Sebastian Stan’s Harvey Dent is Hopefully a Slow (Chemical) Burn

It is unknown whether Harvey will remain ‘Harvey’ for the entirety of the sequel, possibly teasing his role in a DC Elseworlds HBO project like The Penguin, where he could be active as a district attorney or mayor long before becoming Two-Face. Likewise, it’s anyone’s guess as to whether or not he’ll already be exhibiting symptoms of a Big Bad Harv or Two-Face persona, let alone if he’ll be splashed with acid in a courtroom.
If this DC Elseworld continuity preserves Harvey and can refrain from immediately diving headlong into a Two-Face origin, it could be fantastic and allow an eventual Two-Face transformation to simmer instead of burn. Regardless, how Harvey and Two-Face are tackled will be make-or-break for the character, as it was for Riddler.

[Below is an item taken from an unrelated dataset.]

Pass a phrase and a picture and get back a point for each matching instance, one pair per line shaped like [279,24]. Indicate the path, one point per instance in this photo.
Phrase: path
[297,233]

Harvey isn’t as big an issue, inherently, and Sebastian Stan’s role in the Marvel Cinematic Universe is ironically something of a parallel to Dent. Sebastian Stan’s portrayal of James Buchanan ‘Bucky’ Barnes might demonstrate the level of warmth and conviction that Harvey has, while his portrayal of Bucky under the brainwashed and menacing guise of Winter Soldier is a great glimpse of how Harvey’s dissociative identity disorder could manifest itself in moments of grief, rage, and vulnerability.
So, unless what’s planned for the character is bewildering and unprecedented, Sebastian Stan could be an astonishing Harvey. Of course, the same could be said about Paul Dano as Riddler, and only time will tell how zany or novel The Batman: Part 2 is compared to its predecessor.